1: Konvansiyonel Pozitivist Teori
Bu teoriye göre, Dil, esas olarak kelimelerden ibarettir; kelimeler ise, belirli bir somut nesneyi veya soyut bir fikri işaret etmeye yarayan birtakım sembollerdir. Ne var ki bu semboller herhangi semboller değildirler; kelimeler, o dili kullanan insanların, söz konusu kelimeler tarafından işaret edilen anlamlar üzerinde "uzlaşma" (konvansiyon) sağladıkları ve bir "mutabakat"a (konsensus) vardıkları sembollerdir. Dil'i bütünüyle "kelime" üzerine dayandırması bakımından Mekanisist Teori ile paralellik arzeden bu teori, kelime'yi üzerinde konvansiyon te'min edilen bir sembol, bir işaret telakki etmesi hasebiyle, Dil, kelimelerden oluşan bir "İşaretler Sistemi"ne tahvil etmiş olmaktadır. Rosenthal ve Yudin'in kaleme aldıkları "Materyalist Felsefe Sözlüğü"ndeki dil maddesi, bu işaret sistemi anlayışı için güzel bir örnektir:
"Dil, insan faaliyetleri sırasında, insanların birbirleriyle anlaşma ve haberleşmelerini sağlayan ve fiziksel, maddi bir yapısı olan bir işaretleşme sistemidir."
2: Mekanisist Teori
Mekanisist Teori, adından da anlaşılabileceği üzere, özü itibariyle Dil olgusuna "mekaniksel" modelli bir açıklama getirmekte olup, Newton ve Galilei tarafından 17nci asırda temellendirilen Mekanistik Fizik'in müteakip asırlardaki terakki ve tekamülünün ve elde ettiği azametli başarılarının bir sonucu olarak zamanla yayılan ve yaygınlaşan Mekanistik Felsefe'nin Dil sahasındaki bir uzantısıdır. Mekanistik Felsefe, bütün Evren'i basit bir mekaniksel cihaza, bir "makina"ya, çarkları muntazaman çalışan bir "mekaniksel saat"e indirgeyen ve bu cihazın bu muntazam çalışmasını açıklamakta çok ileri seviyede bir muvaffakıyyet elde eden Mekanistik Fizik'in Fiziksel Varlık Alanı'ndaki bu başarısını bütün var-oluş alanlarına teşmil eden bir felsefedir. Bu bakımdan, Mekanistik Felsefe, bir bilim dalı olan Mekanistik Fizik'in asli gayesini de aşmaya; bu bilimi bir enstümana tahvil edip kullanarak onun vasıtasıyla bütün tazammun ve şumulü ile, hem cansız tabiat, hem canlı tabiat, hem de ruhi ve içtimai varlık alanlarını mekaniksel prensiplere irca ederek, "külli", "total" ve hatta bir bakıma da, Doğru ve Hakikat'i ise suret-i mutlakada kendi tekeline almakla "totaliter" bir açıklama modeli getirmeye yönelmiş bir felsefedir.

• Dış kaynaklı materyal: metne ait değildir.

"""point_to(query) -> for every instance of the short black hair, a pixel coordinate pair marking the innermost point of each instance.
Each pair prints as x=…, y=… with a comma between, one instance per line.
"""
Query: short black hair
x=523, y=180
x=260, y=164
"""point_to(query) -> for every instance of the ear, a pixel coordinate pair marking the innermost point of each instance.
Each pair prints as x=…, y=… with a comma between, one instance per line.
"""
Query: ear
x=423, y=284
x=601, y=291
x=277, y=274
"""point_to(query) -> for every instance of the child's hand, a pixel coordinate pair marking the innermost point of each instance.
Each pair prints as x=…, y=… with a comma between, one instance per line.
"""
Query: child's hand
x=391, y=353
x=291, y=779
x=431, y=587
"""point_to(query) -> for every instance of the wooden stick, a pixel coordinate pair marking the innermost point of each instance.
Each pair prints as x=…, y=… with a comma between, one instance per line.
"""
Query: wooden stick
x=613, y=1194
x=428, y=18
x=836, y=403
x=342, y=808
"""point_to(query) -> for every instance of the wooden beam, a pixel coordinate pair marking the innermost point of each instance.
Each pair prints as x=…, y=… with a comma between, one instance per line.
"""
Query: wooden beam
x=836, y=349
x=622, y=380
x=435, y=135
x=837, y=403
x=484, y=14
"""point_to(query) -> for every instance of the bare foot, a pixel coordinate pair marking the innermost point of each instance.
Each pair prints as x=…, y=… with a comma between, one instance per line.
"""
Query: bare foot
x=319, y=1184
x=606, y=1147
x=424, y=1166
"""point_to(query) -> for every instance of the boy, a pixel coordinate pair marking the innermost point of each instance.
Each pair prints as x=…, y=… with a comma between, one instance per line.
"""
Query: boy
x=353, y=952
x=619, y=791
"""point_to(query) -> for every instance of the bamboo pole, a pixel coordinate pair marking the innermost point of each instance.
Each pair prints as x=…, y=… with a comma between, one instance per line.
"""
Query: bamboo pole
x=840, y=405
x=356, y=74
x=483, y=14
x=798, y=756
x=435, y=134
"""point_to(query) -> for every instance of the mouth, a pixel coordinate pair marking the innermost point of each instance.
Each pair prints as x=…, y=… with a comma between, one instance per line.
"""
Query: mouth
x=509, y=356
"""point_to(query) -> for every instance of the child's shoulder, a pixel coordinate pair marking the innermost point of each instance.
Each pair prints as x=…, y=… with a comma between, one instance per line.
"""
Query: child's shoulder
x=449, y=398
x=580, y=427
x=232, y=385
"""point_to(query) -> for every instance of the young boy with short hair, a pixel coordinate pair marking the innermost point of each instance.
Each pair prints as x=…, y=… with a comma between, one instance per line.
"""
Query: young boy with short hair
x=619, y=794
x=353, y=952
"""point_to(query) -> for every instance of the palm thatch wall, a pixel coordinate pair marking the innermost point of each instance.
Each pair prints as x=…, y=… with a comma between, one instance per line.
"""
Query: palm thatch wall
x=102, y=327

İşte, Mekanisist Dil Teorisi, böyle bir felsefi zemin üzerine oturmakta ve Dil vakıasını, bütünüyle mekaniksel prensiplere irca etmeye teveccüh etmektedir.
Buna göre; Dil, esas itibariyle, mekaniksel birer araç olan "kelimeler"den müteşekkil bir vasıta, bir manada bir "kelimeler yığını" olmaktadır: Ruhsuz, maneviyatsız bir yığın! İmdi; madem ki, Dil, bir mekaniksel araç olan kelimelerden mürekkep bir yığındır; o halde, bu mekaniksel araçlar üzerinde istenildiği gibi manüplasyona bulunma imkanı doğmaktadır. Zira, birer mekaniksel araç haline dönüştürülen kelimelerin arka-planındaki bütün ruhi ve manevi dünya silinmekte ve bütün kelimeler, "mekaniksel araç" olmak nokta-i nazarından birbiriyle eş-değer olmaktadırlar.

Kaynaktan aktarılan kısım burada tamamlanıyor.